Perilla Leaf Kimchi is commonly eaten in the summer time everywhere in Korea, OR anywhere Koreans dwell. Nowadays, you can find these precious Perilla leaves in most Korean grocery stores during summer.
I bet Mr. Kim and Mrs. Lee in your neighborhood, or maybe Dr. Choi, your friendly dentist, might have this Kkatnip Kimchi on their dinner table this weekend.
Yup! I had this kimchi and my Beef Nuhbiani last night, and I was in the pure heaven.
Here is a beautiful portrait of Kkatnips! They are packed in with Vitamin C and fiber. They are fragrant herbs, somewhat similar to basil. Some love the fragrance and some don’t. But if you love basil, you won’t have problem getting used to the fragrance of these beautiful leaves. You can even make Pesto sauce with them and it is delicious.
Koreans like to pickle these leaves as well, but today, I am going to share with you how to make Kimchi with them. Simply delicious!!!
Sprinkle 1 tablespoon of baking soda and let them soak in the water for 5 minutes, then rinse in the running water several times. That will give you peace of mind.
Here are the seasoning team. Fish sauce, Korean soy sauce for soup, corn syrup (optional), sugar, sesame seeds, Korean chili flakes, onion, garlic, red chilies, and carrot.
Slice a carrot and onion into very thin matchsticks (1/8″).
Add the 1/2 cup of reserved anchovy stock, and mix. The paste will be a little runny.
After one day of room temperature fermentation, keep them in the fridge. They will last for at least two month, but I believe you will finish off in the next few days.
Wrap around some rice with a leaf, and savor all the summer flavors mingling on your tongue.
I’m sure Mr. Kim and Mrs. Lee, …and even Dr. Choi would put a smile on their face as they savor this healthy Kimchi.
Ramadan is coming to an end here in Malaysia, followed by 2 days of Muslim holiday called Hari Raya. The locals go to Kampong (village) to visit their families and have feasts, some will spend their days in the shopping malls, etc, which means there will be multitude of people everywhere I go… I have a crowd phobia so I better chill-lax in my hut with family, have a few friends over for lunch, watch some movies that I missed in the theater, cook up a new recipe, and the best of all, getting up late in the morning without the worry of my kids missing the school bus.

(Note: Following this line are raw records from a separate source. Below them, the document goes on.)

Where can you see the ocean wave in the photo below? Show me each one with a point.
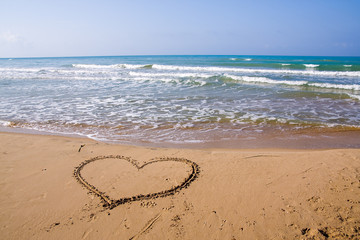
(225, 69)
(357, 97)
(172, 74)
(354, 87)
(311, 65)
(265, 71)
(97, 66)
(265, 80)
(6, 123)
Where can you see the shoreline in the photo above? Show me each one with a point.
(237, 194)
(336, 139)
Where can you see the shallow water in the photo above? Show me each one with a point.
(182, 99)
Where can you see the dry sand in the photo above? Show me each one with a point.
(238, 194)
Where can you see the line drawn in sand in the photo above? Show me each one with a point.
(111, 203)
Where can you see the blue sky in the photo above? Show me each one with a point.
(40, 28)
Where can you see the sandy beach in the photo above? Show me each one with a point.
(236, 194)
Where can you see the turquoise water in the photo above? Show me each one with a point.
(180, 99)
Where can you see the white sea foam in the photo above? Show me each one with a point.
(355, 87)
(97, 66)
(247, 70)
(5, 123)
(354, 96)
(265, 80)
(170, 74)
(311, 65)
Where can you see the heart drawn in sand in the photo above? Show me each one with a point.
(110, 202)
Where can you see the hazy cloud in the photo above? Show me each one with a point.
(9, 37)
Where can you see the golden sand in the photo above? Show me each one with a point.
(234, 194)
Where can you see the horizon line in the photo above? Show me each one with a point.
(158, 55)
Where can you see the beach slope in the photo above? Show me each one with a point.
(234, 194)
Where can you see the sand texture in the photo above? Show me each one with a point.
(154, 193)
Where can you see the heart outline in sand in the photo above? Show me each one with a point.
(111, 203)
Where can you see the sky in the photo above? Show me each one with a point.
(43, 28)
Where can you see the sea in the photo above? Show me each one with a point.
(186, 101)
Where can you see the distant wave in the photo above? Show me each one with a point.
(265, 80)
(311, 65)
(179, 75)
(354, 87)
(5, 123)
(96, 66)
(354, 96)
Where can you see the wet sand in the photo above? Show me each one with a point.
(234, 193)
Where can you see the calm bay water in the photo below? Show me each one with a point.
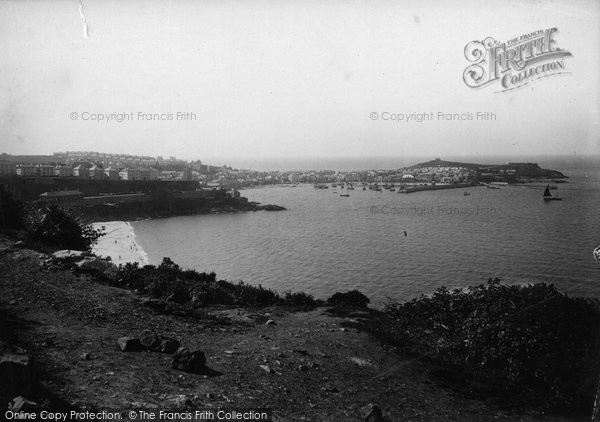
(326, 243)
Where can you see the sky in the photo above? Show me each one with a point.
(282, 79)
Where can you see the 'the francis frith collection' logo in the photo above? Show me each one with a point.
(516, 62)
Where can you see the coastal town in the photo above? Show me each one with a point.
(87, 165)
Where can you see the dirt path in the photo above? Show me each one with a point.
(305, 365)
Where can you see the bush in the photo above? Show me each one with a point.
(350, 300)
(301, 300)
(49, 224)
(168, 281)
(11, 211)
(527, 343)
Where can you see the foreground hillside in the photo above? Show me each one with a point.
(304, 365)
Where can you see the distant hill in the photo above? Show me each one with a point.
(532, 170)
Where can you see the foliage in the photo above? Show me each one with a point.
(351, 300)
(11, 211)
(49, 224)
(168, 281)
(528, 342)
(301, 300)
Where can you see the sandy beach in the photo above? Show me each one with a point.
(119, 243)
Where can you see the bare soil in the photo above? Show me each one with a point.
(304, 365)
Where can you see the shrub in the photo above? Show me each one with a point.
(11, 211)
(301, 299)
(527, 343)
(351, 300)
(49, 224)
(169, 281)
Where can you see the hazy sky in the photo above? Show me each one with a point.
(288, 78)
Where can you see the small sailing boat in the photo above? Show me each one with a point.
(548, 196)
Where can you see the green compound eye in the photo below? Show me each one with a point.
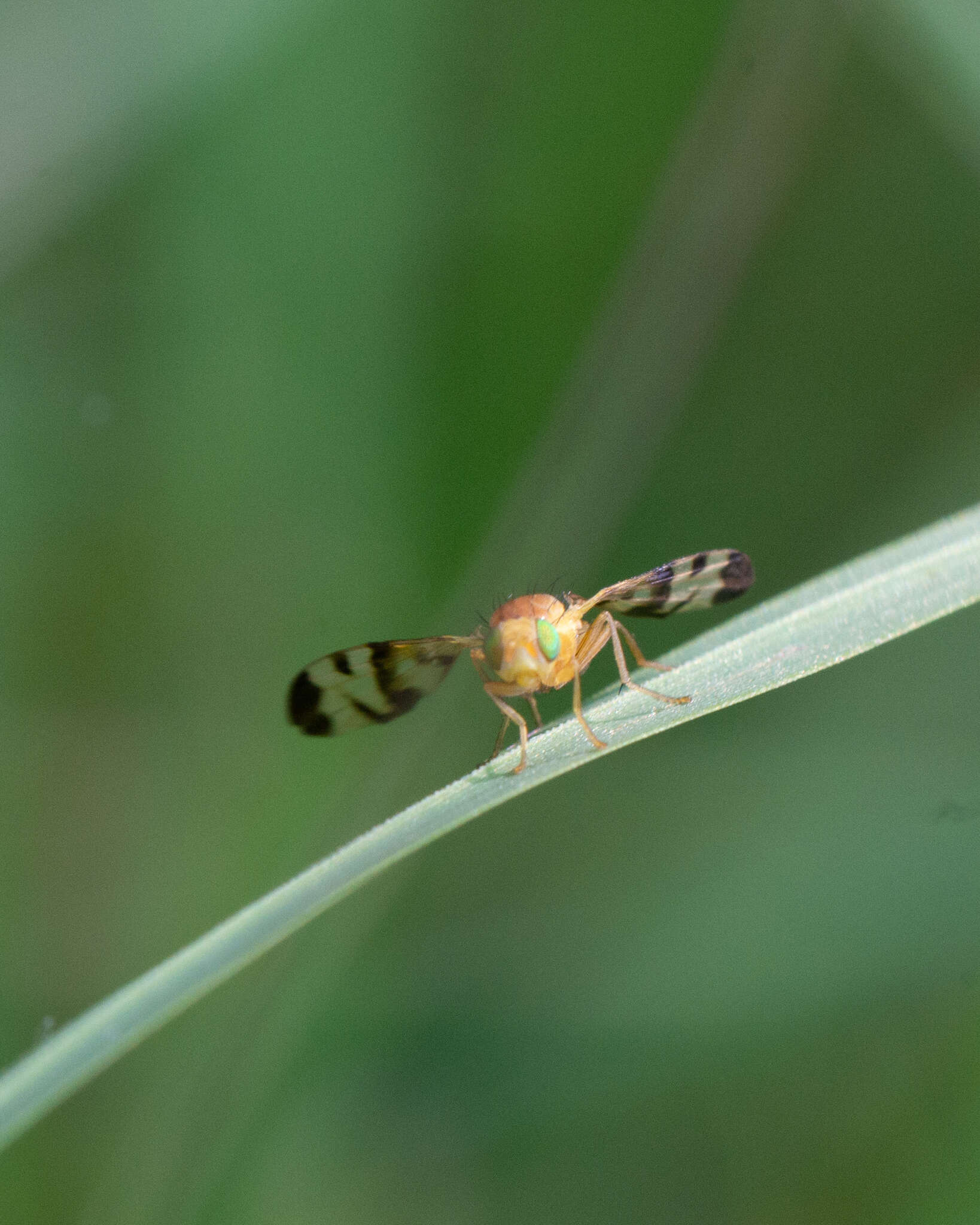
(493, 650)
(548, 639)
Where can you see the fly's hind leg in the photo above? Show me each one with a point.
(615, 629)
(577, 708)
(636, 652)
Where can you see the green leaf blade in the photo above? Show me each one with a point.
(842, 614)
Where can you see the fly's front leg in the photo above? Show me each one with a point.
(497, 691)
(614, 627)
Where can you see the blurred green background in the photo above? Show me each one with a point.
(331, 322)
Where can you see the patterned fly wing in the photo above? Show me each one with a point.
(696, 582)
(370, 684)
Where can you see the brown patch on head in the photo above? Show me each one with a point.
(528, 605)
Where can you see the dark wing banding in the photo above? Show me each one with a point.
(370, 684)
(698, 582)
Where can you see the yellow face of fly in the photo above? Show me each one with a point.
(533, 644)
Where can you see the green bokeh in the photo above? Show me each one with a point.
(266, 394)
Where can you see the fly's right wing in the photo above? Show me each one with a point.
(370, 684)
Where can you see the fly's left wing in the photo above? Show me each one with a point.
(696, 582)
(370, 684)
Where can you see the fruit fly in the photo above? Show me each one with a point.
(532, 644)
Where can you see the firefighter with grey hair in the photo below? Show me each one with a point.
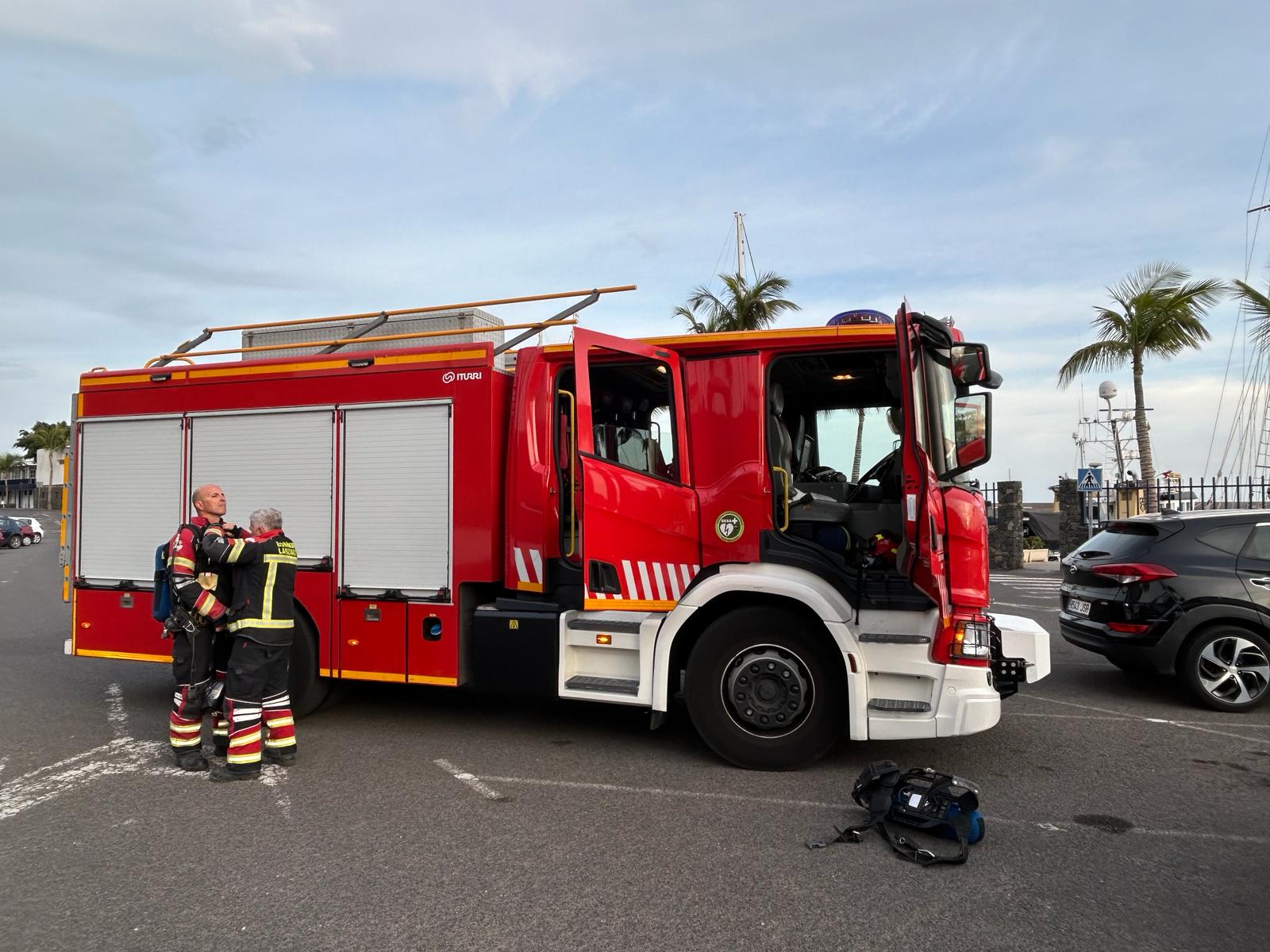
(262, 625)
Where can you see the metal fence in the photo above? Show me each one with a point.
(1122, 501)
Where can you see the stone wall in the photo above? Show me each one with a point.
(1006, 533)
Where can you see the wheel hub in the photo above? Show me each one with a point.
(1235, 670)
(768, 689)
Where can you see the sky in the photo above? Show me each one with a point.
(168, 167)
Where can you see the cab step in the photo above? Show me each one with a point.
(888, 639)
(603, 625)
(886, 704)
(607, 685)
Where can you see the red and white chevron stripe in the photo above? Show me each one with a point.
(652, 582)
(529, 565)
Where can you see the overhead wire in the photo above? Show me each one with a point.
(1251, 378)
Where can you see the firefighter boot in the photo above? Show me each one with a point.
(221, 774)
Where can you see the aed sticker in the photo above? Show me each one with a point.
(729, 526)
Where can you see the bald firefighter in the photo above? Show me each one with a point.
(262, 625)
(201, 651)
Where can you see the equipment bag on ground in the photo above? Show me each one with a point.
(920, 799)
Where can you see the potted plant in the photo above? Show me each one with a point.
(1035, 550)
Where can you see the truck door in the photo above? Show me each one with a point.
(641, 537)
(922, 505)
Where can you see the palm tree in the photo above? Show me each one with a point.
(1257, 306)
(1159, 313)
(52, 437)
(8, 461)
(860, 444)
(743, 306)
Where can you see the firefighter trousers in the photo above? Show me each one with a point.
(258, 704)
(196, 659)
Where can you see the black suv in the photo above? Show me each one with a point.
(1185, 593)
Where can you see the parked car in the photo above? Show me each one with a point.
(35, 527)
(1185, 593)
(14, 535)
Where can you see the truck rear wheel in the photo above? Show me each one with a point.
(308, 689)
(764, 691)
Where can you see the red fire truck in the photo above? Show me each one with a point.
(613, 520)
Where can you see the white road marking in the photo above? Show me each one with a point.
(667, 793)
(470, 780)
(273, 777)
(114, 710)
(48, 782)
(1147, 720)
(827, 805)
(124, 754)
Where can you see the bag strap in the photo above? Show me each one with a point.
(882, 778)
(920, 854)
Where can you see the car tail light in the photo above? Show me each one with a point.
(1128, 628)
(965, 641)
(1130, 573)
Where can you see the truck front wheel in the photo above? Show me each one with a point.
(764, 691)
(308, 689)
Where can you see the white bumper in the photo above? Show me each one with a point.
(962, 701)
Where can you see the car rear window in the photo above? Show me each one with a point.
(1227, 539)
(1259, 543)
(1124, 539)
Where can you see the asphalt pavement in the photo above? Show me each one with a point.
(1121, 816)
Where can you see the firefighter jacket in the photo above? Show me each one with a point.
(200, 589)
(264, 583)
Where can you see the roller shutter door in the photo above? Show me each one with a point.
(131, 497)
(276, 460)
(395, 518)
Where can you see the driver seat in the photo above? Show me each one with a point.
(780, 447)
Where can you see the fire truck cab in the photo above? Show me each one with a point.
(616, 520)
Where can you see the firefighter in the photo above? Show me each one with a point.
(198, 657)
(262, 625)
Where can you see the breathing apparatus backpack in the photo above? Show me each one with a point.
(922, 799)
(165, 608)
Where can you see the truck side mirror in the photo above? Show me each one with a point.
(971, 366)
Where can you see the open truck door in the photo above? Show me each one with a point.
(641, 530)
(922, 556)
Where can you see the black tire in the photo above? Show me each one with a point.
(308, 689)
(1227, 668)
(765, 664)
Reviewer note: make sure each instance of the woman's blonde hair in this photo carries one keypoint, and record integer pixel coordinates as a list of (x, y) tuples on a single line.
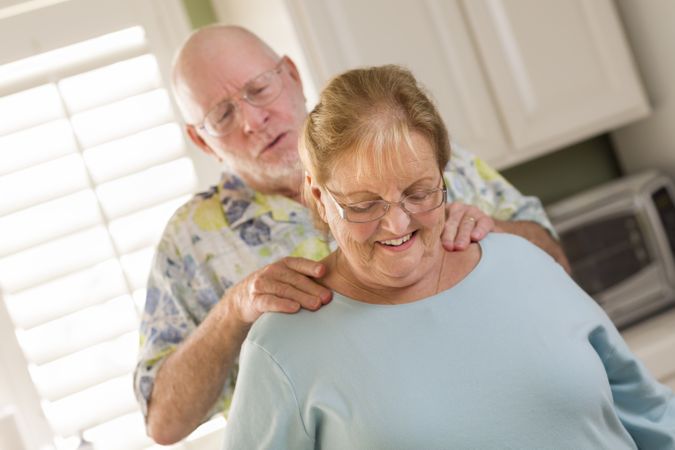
[(367, 114)]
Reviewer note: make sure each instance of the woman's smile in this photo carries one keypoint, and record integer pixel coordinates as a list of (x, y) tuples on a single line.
[(398, 244)]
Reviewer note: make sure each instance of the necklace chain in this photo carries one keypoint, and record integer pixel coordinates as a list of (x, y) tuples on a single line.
[(440, 272)]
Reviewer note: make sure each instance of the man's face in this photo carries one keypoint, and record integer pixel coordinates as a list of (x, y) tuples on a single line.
[(262, 147)]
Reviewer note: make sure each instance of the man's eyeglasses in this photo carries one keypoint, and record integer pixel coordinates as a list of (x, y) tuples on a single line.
[(259, 91), (369, 211)]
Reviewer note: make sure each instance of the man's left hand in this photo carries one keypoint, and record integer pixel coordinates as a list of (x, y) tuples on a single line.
[(464, 224)]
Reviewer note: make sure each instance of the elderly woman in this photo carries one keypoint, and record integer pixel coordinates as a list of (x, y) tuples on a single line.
[(494, 347)]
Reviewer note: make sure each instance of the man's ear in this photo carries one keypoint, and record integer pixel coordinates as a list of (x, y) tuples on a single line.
[(293, 70), (200, 142)]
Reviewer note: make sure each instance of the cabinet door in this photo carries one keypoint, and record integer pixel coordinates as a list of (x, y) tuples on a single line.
[(429, 37), (559, 70)]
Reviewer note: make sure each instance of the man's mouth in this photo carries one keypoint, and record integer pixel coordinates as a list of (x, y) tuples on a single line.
[(397, 242), (273, 143)]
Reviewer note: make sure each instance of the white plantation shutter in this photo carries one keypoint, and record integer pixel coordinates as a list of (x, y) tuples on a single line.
[(92, 164)]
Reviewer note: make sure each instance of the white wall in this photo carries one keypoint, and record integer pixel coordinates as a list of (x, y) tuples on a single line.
[(650, 143)]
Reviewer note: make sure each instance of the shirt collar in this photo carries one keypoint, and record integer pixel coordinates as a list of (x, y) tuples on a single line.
[(241, 203)]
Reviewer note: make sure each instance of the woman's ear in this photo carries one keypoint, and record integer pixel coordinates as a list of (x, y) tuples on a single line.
[(316, 194)]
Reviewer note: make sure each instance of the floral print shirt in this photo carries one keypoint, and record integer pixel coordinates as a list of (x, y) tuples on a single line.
[(220, 236)]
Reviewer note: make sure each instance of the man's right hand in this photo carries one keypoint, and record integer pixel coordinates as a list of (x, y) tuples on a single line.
[(284, 286)]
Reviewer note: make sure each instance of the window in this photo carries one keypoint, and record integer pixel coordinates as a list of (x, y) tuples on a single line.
[(92, 164)]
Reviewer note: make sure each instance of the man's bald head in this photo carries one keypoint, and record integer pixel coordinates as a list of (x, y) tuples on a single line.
[(205, 58)]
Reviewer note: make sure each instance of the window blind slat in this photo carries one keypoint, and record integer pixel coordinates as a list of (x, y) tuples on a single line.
[(36, 145), (149, 187), (63, 296), (91, 407), (134, 153), (30, 108), (49, 261), (110, 83), (81, 370), (41, 183), (77, 331), (53, 219), (122, 118)]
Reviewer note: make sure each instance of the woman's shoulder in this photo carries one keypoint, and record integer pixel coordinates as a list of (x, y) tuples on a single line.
[(278, 332)]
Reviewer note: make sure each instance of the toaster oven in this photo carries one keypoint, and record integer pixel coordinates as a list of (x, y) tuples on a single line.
[(620, 240)]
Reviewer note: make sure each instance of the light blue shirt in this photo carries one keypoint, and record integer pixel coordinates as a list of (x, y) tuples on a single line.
[(515, 356)]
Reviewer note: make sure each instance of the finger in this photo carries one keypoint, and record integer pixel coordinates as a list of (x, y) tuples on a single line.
[(454, 212), (304, 266), (484, 225), (300, 281), (292, 286), (271, 303), (463, 238)]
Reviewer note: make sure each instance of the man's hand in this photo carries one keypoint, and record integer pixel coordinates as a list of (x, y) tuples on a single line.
[(284, 286), (464, 224)]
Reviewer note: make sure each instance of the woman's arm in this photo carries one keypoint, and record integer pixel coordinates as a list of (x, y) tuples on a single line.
[(645, 407)]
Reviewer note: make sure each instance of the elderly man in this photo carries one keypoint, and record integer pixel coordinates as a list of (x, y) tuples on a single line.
[(248, 246)]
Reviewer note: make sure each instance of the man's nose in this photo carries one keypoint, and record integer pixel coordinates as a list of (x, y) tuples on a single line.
[(253, 118)]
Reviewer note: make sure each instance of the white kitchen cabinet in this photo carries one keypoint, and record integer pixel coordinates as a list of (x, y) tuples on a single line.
[(513, 78), (653, 342)]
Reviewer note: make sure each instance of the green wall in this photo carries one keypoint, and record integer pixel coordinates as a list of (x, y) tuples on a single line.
[(200, 12), (570, 170), (550, 177)]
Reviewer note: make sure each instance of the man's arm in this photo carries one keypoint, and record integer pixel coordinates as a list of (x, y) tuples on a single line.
[(192, 377), (471, 180)]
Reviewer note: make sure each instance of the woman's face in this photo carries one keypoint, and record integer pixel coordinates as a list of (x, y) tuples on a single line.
[(397, 250)]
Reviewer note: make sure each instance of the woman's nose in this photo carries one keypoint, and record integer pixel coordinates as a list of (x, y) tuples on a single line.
[(396, 220)]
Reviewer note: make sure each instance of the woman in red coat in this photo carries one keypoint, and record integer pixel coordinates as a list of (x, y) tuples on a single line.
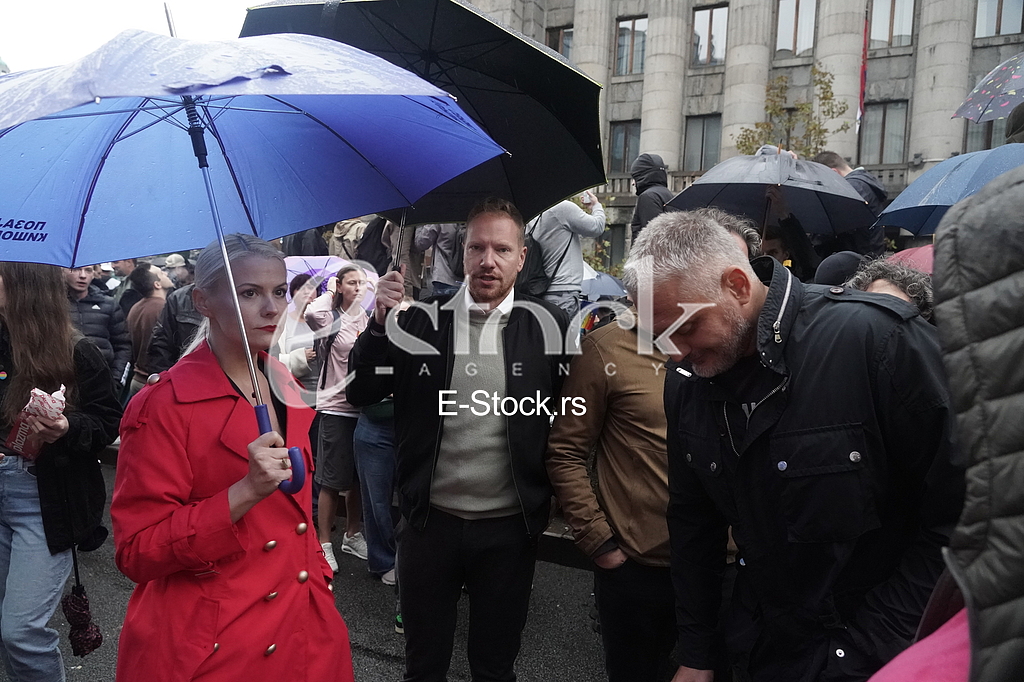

Do all these sound like a good plan?
Perilla Leaf Kimchi, the summer Kkatnip Kimchi
- about 50 Perilla leaves
- 1/2 onion thinly sliced
- 1/2 carrot sliced into thin matchsticks
- 2 red chilies
- 3/4 cup anchovy stock*
- 3 tablespoon Korean chili flakes
- 2 tablespoon Korean fish sauce
- 1 tablespoon Korean soy sauce for soup
- 1 tablespoon sugar
- 1 tablespoon Korean corn syrup optional
- 1 tablespoon garlic finely minced
- 2 teaspoon toasted sesame seeds
- * anchovy stock: simmer 4-5 dried large anchovies and a piece of dried sea kelp in 1 1/2 cup of water for 10 minutes.
- Clean Perilla leaves in water thoroughly. Drain well to remove excess water. (Use a salad spinner if you own)
- In a small mixing bowl combine chopped fresh chilies, Korean chili flakes, fish sauce, soy sauce for soup, sugar, corn syrup if using, garlic, and sesame seeds. Add 1/2 cup of anchovy stock to the mixture and stir well. The seasoning paste will be runny.
- Place a Perilla leaf on the shallow plate (I use a glass pie dish) spread 1 teaspoonful of seasoning paste around on top of leaf. Sprinkle a few slices of onion and carrots on top. Place another 2-3 leaves on top and repeat the layer. You don't need to spread the seasoning on every leaf. Stack them in a air tight container.
- Pour 1/4 cup of remaining anchovy stock to the seasoning paste, swirl around, and pour over the leaves. Press down gently with a spoon.
- Let the Kimchi sit on the room temperature for 1 day and store in the fridge afterwards. Serve with rice as a side dish.